One of the most recent sex-positive incarnations to burst onto the scene is Kate Kane, aka Batwoman. A Jewish lesbian, Kate is a character who, under the talents of writer Greg Rucka and artist J.H. Williams III, owns her sexuality. It is crucial to her identity, and she refuses to repudiate it even in the face of (the now defunct) “Don’t Ask Don’t Tell.” Her commanding officer calls her into his office to tell her two things: that she’s been caught with another woman and that she can lie about it to realize her dream and serve in the US Army. Kate slips her West Point class ring from her and, quoting the Cadet Honor Code, says, “A cadet does not lie, cheat, or steal, nor suffer others who do. I’m gay.” She maintains her sexuality and her integrity, even at the cost of her career.
This isn’t to say that the creators just use her homosexuality as a soapbox issue; they let Kate have fun with it. She is absolutely comfortable in her skin as she dances across the floor with her girlfriend in one scene while wearing the hell out of a slick tuxedo. She still experiences arguments and relationship strife – but who doesn’t? While being gay is an indelible part of her self-image, Rucka doesn’t have her make a big deal out of it; she simply is, which is exactly how a gay character ought to be written.
JH Williams III’s artwork contributes to Kate’s confident sexuality. She’s not drawn like a runway model but an athlete. She’s a sexy character because Williams draws her like a real woman. There’s no lascivious T&A in the way Williams draws Kate in and out of her Batwoman costume: no huge breasts, no backbreaking poses to show her ass and breasts at the same time, just fully functioning, badass woman. And Kate is all the sexier for it.
Thanks to Greg Rucka and JH Williams III, Kate Kane/Batwoman is a character who is sexy, but not sexualized. Sure, her sexuality affects her life, but it’s in a way that many of our sexualities affect us. She is gay not to provide titillating girl-on-girl scenes for the benefit of the reader, but simply because she is. And she revels in it. You can find her story, Batwoman: Elegy, on Amazon.com or at finer comic book retailers.
Another American capes-comic that shines a refreshingly positive light on female sexuality is Promethea, written by Alan Moore and, like Elegy, illustrated by JH Williams III. It follows the story of Sophie Bangs, a college student that becomes the current incarnation of Promethea, the embodiment of imagination. The comic spends a lot of time describing Moore’s philosophical beliefs, but within this discussion the narrative frequently addresses sex both explicitly and implicitly.
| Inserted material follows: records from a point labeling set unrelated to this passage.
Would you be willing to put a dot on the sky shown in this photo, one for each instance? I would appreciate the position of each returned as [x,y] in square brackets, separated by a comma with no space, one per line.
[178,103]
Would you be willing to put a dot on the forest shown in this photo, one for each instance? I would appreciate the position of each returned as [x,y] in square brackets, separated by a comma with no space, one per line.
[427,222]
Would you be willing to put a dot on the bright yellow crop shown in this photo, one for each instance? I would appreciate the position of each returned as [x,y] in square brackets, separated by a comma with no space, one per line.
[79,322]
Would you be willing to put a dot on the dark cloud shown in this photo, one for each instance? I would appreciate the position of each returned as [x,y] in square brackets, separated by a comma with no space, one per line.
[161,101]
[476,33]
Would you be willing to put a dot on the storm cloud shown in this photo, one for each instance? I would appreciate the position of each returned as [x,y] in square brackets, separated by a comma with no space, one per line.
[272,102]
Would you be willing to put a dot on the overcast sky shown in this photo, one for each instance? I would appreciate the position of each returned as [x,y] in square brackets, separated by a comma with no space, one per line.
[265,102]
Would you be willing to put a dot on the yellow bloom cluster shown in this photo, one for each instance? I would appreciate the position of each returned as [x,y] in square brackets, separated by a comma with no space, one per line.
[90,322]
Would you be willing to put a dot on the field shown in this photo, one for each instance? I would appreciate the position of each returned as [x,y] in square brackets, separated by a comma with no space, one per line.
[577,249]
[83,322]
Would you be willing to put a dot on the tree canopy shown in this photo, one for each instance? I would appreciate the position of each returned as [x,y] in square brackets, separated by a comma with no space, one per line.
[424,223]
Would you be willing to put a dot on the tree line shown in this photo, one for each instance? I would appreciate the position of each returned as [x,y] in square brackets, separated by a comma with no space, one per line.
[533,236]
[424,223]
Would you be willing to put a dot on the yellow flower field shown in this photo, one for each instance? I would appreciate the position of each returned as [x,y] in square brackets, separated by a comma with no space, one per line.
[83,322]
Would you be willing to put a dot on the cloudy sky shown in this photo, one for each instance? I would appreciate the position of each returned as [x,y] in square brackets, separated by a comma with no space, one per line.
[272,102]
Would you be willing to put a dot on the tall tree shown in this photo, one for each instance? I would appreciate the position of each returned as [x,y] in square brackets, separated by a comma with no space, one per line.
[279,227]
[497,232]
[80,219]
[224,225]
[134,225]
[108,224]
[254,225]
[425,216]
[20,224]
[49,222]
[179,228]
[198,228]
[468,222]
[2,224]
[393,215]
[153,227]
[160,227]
One of the most powerful moments of sexuality in the story is a sex scene between Promethea and the magician Jack Faust. What makes the sequence so striking is the age difference between Promethea and Jack. Promethea has the body of a dark, beautiful twenty-something, while Jack is old, balding, and overweight. This is not a normal pairing for comics, which is rife for depicting highly sanitized images of sex. Rather than playing out like a creepy fantasy, the dichotomy is characterized by Promethea’s control over the encounter and the sequence shows that it has something to say about sexuality. Jack, who up until this point has been crude, insulting, and crass, suddenly demonstrates shame in the face of Promethea’s beauty; just as he has disrobed his aging body, he disrobes his ego and exposes himself as vulnerable and self-conscious. Beauty becomes power, and Promethea exercises this power be reassuring Jack that he is, in his own way, beautiful. This is a pretty impressive sentiment for a genre populated by young, unrealistically fit muscle-folk.
The ubiquity of super-ripped characters in superhero comics often leads to body homogeny in the medium that simply does not reflect how women look in real life. JH Williams III’s art in Promethea attempts to rectify this issue. Over the course of the history of the story’s fictional world, there have been several women to take up the mantle of Promethea, and not one of them looks like the next. One is pear-shaped with wide hips and small breasts, while another has a stouter athletic build, while yet another is overweight. Heck, one of them is even transgender (he is male bodied in his natural form but realizes his true gender as Promethea). And they are all acknowledged as beautiful women.
There’s also more good news on the horizon. In May, writer Brian Wood and artist Oliver Coipel helm a new X-Men title with an all-female line-up. Marvel has released the cover of the first issue of this series and it is truly impressive; there’s not a piece of gratuitous sexuality on the thing. No one’s bending over to show off their ass to the reader or squeezing their breasts together to try to get a male reader to buy the comic. Instead, they all assume postures that ooze confidence and character. The story hasn’t come out yet, so it remains to be seen whether this title will be the step forward that this reader wants it to be or another contribution to the status quo of female sexuality in American superhero comics. If it is the prior, then it looks like there’s some hope for real progress for female sexuality in capes comics, and works like Batwoman and Promethea won’t be the exceptions but the norms.